CIFS Unix Extensions UIDs and client permission checking
Steve French
smfrench at austin.rr.com
Sat Jul 17 16:40:08 GMT 2004
Network filesystems such as cifs clients have three loosely related
security issues that are harder to handle than the local filesystem case:
- setting the default uid/gid on mkdir/create/mknod
- reporting uid/gid on lookup
- whether the client should do permission checking (check the effective
uid vs. the unix mode)
When CIFS Unix Extensions are not enabled on the server:
1) should the Linux cifs client do standard Unix perm checking using the
current effective uid/gid against the default mode/mask passed in on the
mode. (note that the server obviously does a different perm checking
already but with the identity of the user who mounted against the server
side acl)
My current thinking is that client perm checking should be on by
default, but could be disabled with a mount parm (can not disable though
when the mount helper is run setuid).
2) what should the default uid/gid be?
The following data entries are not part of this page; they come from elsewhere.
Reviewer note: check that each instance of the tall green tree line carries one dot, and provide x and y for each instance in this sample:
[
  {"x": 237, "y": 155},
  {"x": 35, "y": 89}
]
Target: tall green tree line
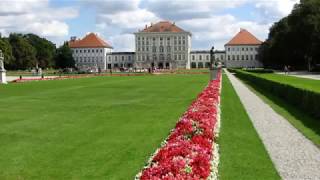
[
  {"x": 295, "y": 39},
  {"x": 26, "y": 51}
]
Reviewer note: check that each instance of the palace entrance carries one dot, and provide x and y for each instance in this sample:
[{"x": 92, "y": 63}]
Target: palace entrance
[{"x": 160, "y": 65}]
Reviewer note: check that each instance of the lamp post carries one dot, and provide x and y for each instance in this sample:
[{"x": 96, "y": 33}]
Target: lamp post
[
  {"x": 3, "y": 78},
  {"x": 213, "y": 70}
]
Now the default uid/gid is taken
from the "uid=" and "gid=" mount parms if they are passed on mount, and
if they are not passed the default uid/gid reported on lookup by the
client is current->uid and current->gid
When CIFS Unix extensions are enabled the case is more complicated:
1) What UID/GID should be used when doing create/mkdir/mknod (the
effective uid of the client process, or let the server use the uid of
the user from the mount)?
My current thinking is that the UID/GID should be the default ie the
client sends -1 as the UID (ie whatever the server sets, probably the
server's UID for the user who mounted), unless overridden by a mount
parm. When the client thinks that the UIDs/GIDs on the server and
client match allowing a mount parm to control this will help get closer
to local behavior. The client can attempt to explicitly change the UID
via chown though.
2) Should the client do standard Unix perm checking against the server
reported mode/uid/gid of the file (since only the client knows the
effective uid/gid of the current process) ?
My current thinking is that the client should do client side perm
checking unless it is disabled via a mount parm (can not disable when
the mount helper run setuid) or eventually when "MultiuserMount"
configuration setting (/proc/fs/cifs) is enabled (and the code for
MultiuserMount is complete). This is a change from what the client does
now (where it only does perm checking when Unix extensions are not
negotiated). The intent of MultiuserMount is eventually to allow the
client to be configured to do additional SMB session setups for each
distinct UID who attempt to access the mount so we can pass the right
SMB uid/tid on path based requests to the server.
3) Are there any cases in which the uid/gid reported on lookup (from the
server in response to Unix trans2 QPathInfo requests) should be
overridden on the client?
I couldn't think of any
Does this logic seem correct? Obviously this could be improved somewhat
if the CIFS Unix/Linux extensions are extended - e.g. we optionally
could pass the client process's effective uid/gid to the server (so the
server had all of the info it needed to do the real permission check)
and if the server trusted the client and if signing were enabled (so the
uid/gid could not be changed on the wire by a man in the middle).
Any suggestions for the name of the two proposed cifs mount parms e.g.l
Also - jra had talked about an interesting idea for a pipe based helper
mechanism that might assist with the uid translation.